More obviously, the action is punctuated by suggestive screen tests featuring Mia Kirshner's bland Dahlia, as well as flashbacks to The Man Who Laughs. Although, from a narrative point of view, these interludes are as inexplicable as Bucky's failure to be bounced from the force for rampant indiscretions, they are necessary to establish the Dahlia as the unquiet corpse of every would-be starlet whose heart was ground for dog food. The movie's own heart of darkness is a deserted movie set, complete with torture death chamber, beneath the Hollywood sign. Its piéce de résistance is a stag film featuring the Dahlia and a jailbait buddy. The cops watch this one at headquarters. Lee goes hysterical and splits; his Dahlia obsession leads, in another De Palma set piece, to his downfall. Bucky's fate is more ambiguous. Caught between branded blonde and moneyed brunette, sharing criminal secrets with both, he needs to figure out which is the witch.

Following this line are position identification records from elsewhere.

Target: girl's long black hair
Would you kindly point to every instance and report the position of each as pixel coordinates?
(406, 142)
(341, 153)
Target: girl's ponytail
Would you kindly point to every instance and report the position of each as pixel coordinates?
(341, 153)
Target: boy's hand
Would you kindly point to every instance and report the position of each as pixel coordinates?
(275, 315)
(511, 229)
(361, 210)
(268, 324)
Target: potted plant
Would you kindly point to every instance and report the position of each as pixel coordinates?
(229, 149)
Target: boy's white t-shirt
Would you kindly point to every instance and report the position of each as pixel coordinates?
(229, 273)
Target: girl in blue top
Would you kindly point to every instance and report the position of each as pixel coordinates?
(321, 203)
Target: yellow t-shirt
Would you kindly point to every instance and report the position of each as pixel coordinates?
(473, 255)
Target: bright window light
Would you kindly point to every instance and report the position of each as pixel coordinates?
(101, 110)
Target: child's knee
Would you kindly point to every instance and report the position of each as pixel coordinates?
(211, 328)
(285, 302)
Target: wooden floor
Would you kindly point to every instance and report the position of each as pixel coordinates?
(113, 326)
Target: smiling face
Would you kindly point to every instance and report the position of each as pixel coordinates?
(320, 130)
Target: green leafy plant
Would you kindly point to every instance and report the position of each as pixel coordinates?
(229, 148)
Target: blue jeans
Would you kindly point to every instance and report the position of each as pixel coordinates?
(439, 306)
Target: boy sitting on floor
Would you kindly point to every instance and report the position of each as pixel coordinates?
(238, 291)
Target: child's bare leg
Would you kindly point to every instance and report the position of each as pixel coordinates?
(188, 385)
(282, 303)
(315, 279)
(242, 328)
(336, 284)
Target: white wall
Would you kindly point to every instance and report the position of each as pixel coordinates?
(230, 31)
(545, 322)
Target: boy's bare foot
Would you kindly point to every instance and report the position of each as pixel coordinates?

Describing the Dahlia's tawdry vehicle, Bucky allows that it's "pretty spooky stuff." Would that were true for the entire picture. The movies have everything to do with the Dahlia's desire and the mania this imaginary creature inspires. De Palma is not, however, remaking Vertigo; although he casts himself as the Dahlia's unseen director, that obsession seems no longer his. There are moments when The Black Dahlia projects a spectral world, but its ghosts in broad daylight are elusive at best.
The original sunshine noir, prototype for The Black Dahlia and Hollywoodland (as well as such less self-reflexive thrillers as Chinatown and L.A. Confidential), is Sunset Boulevard. Made in the late afternoon of the studio system, Billy Wilder's exercise in gothic neorealism is pure magic hour, evoking the uncanny nature of motion pictures as well as the disembodied creatures that populate them.
The Decay of Fiction, Pat O'Neill's magnum opus (opening for a one-week run next Wednesday at Anthology), takes the historical phantom zone first evoked by Wilder as its subject. Literally superimposing dream on documentary, it defines sunshine noir. Special-effects whiz O'Neill uses a combination of 35mm location shooting and a digital overlay to transform the once grand, long-shuttered Ambassador Hotel into a haunted mansion. The Ambassador has enjoyed a curious afterlife as a movie set (used in Pretty Woman, Forrest Gump, and Fear and Loathing in Las Vegas, to name a few). O'Neill allows the hotel to represent itself in a state of physical deterioration.
The past feels material. Everything is time-lapse. Empty rooms are animated by creeping shadows, fluttery curtains, and the memory of guests past. Silver ghosts gather around the derelict swimming pool. The old Coconut Grove nightclub, originally furnished with papier-mâché monkeys and the fake palms from a Rudolph Valentino vehicle, is a moldering wreck populated by gangster apparitions. O'Neill coaxes the suggestion of a story out of various movie moments, bits of soundtrack, and references to the Ambassador's legendary past (including Robert Kennedy's assassination in the hotel kitchen), but The Decay of Fiction is less a narrative than a monument. In its abstract movie-ness, this 74-minute carnival of souls exudes a wistful longing to connect, not so much with Hollywood history as with the history of that history.